In Paradise Lost, John Milton reminds us that the early Christians identified Limbo as a temporal, physical border place for souls to linger between Heaven and Hell, instead of its contemporary understanding of a metaphorical state of uncertainty. Today, the healthcare community appears to be lingering in the latter.
Since Congress has adjourned for the remainder of the summer without having passed healthcare reform--much to President Obama's dismay--many questions remain. Leaving the entire month of August to ponder issues, such as: Will the government include a public insurance option? Will small businesses be required to provide insurance, and will that equate to more layoffs? How will the U.S. cover those additional costs, and will it mean widespread tax increases? Will comparative-effectiveness research be packaged into the reform bill, and would that equate to a government mandate of certain practices? What will happen to the current sustainable growth rate policy?
Although many of these questions permeate our minds and consume the 24-hour news cycle, most clinicians and professional medical associations--like the ACC--agree that changes must occur to cut costs and provide more coverage.
When a bill passes, the new policies will undoubtedly mean broad changes across the entire healthcare community. Meanwhile in the cardiovascular realm, major trials have been published and new treatments have received regulatory approval over the past year. Yet, it remains to be seen if these new data and therapies will have an effect in clinical practice.

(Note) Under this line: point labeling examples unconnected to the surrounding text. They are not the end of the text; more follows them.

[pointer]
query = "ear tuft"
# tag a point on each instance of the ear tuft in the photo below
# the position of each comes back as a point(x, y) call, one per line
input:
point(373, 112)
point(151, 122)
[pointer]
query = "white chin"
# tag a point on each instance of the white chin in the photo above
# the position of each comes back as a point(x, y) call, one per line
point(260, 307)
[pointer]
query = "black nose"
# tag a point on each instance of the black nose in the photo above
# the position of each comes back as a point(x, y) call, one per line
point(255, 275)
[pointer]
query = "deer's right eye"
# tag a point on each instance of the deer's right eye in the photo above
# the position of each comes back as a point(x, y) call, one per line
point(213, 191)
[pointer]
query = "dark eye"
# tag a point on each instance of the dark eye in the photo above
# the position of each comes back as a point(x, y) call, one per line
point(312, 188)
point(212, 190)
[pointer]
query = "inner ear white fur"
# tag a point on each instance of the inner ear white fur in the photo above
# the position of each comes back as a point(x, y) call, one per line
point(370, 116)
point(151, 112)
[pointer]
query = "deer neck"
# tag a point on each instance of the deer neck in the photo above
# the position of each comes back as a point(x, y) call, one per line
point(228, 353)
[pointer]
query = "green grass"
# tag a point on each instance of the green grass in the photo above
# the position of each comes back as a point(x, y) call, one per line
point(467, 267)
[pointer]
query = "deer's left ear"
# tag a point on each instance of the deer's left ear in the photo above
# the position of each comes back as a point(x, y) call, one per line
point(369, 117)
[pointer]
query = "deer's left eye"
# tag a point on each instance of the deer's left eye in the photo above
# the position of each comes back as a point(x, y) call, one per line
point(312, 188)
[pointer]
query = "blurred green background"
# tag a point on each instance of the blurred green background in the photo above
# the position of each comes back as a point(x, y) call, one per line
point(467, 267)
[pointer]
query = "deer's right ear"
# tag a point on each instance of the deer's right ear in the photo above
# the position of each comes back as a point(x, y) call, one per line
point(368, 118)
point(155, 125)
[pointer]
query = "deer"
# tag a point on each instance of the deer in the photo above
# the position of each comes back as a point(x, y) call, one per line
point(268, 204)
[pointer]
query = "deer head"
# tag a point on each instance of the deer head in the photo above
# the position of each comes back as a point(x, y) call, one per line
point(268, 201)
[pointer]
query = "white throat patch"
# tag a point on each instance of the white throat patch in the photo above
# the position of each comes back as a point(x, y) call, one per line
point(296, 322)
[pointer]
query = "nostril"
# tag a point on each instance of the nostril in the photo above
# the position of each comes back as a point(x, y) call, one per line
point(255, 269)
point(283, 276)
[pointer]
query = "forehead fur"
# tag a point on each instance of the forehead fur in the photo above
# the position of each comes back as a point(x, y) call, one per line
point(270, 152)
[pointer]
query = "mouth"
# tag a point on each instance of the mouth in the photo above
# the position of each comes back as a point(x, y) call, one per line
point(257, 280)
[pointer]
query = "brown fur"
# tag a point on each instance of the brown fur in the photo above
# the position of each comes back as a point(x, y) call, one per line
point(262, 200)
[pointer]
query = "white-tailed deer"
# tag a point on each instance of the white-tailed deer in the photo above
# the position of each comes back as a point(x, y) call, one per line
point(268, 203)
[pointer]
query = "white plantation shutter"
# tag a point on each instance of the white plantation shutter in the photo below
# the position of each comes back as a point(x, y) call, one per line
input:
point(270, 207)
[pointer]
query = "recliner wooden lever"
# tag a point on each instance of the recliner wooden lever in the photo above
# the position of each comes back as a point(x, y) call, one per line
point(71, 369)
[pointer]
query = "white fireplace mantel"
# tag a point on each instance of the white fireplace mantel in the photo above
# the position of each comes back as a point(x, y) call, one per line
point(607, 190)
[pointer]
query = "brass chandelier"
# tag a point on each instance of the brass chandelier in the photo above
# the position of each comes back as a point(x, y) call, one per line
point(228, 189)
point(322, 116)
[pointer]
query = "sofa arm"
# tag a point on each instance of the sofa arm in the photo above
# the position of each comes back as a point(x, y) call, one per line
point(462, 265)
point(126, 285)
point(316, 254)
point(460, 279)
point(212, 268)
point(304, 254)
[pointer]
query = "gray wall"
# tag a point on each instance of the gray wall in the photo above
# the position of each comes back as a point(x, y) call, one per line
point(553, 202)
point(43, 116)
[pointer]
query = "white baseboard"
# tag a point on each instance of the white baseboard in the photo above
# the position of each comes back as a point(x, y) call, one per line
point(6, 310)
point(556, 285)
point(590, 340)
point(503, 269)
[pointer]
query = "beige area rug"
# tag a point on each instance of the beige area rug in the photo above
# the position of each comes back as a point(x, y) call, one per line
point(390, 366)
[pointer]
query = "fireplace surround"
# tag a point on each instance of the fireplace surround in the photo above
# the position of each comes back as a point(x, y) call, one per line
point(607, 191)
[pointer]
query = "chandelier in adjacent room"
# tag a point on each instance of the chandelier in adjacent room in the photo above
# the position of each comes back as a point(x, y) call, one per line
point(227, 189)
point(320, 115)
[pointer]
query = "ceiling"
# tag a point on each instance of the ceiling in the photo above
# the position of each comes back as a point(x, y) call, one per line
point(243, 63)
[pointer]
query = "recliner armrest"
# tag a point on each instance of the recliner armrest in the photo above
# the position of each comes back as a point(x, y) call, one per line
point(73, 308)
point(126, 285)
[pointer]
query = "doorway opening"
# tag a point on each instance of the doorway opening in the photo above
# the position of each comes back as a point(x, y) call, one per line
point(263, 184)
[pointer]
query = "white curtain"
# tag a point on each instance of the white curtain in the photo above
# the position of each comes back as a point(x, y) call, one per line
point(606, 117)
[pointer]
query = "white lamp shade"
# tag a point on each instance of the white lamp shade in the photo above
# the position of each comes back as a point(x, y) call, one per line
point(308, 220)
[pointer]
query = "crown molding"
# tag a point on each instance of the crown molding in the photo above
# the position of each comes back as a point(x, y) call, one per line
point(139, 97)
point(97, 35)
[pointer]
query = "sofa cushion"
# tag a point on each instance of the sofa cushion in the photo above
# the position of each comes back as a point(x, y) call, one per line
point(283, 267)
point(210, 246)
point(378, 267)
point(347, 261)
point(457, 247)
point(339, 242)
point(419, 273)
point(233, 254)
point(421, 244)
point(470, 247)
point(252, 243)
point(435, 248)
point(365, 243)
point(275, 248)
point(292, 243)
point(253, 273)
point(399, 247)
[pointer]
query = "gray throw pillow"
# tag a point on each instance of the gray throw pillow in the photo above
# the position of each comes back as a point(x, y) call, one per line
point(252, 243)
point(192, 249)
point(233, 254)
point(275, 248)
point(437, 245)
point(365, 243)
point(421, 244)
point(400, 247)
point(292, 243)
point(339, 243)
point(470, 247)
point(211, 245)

With the official availability of prasugrel, branded as Effient, about 45 percent of interventionalists said they would use the anticoagulant less than 25 percent of the time for acute-MI patients, according to a Cardiovascular Research Technologies (CRT) poll. Due to the highly publicized bleeding risks in TRITON-TIMI, many clinicians may wait to see how the drug performs in real-life practice, which may mean slow adoption rates
Almost a year has passed since HORIZONS AMI was presented at last year's TCT, and Medicines Company has just started to see the benefits of the trial's positive results using Angiomax (bivalirudin) in STEMI patients, compared with the long-standing gold-standard, heparin. This week, the company reported a second quarter jump in Angiomax profits of 17 percent in the U.S., and 96 percent internationally.
What the effect will be of the FDA's approval of a new statin on the U.S. market--Kowa's Livalo (pitavastatin)--or the longer-term effects of BARI 2D or SYNTAX remains to be seen, as we remain in this constant state of Limbo. Despite Milton's harsh words for those in this state, hopefully, our very souls are not wrapped up in these processes, and some healthy foolishness can ensue in the waning days of summer.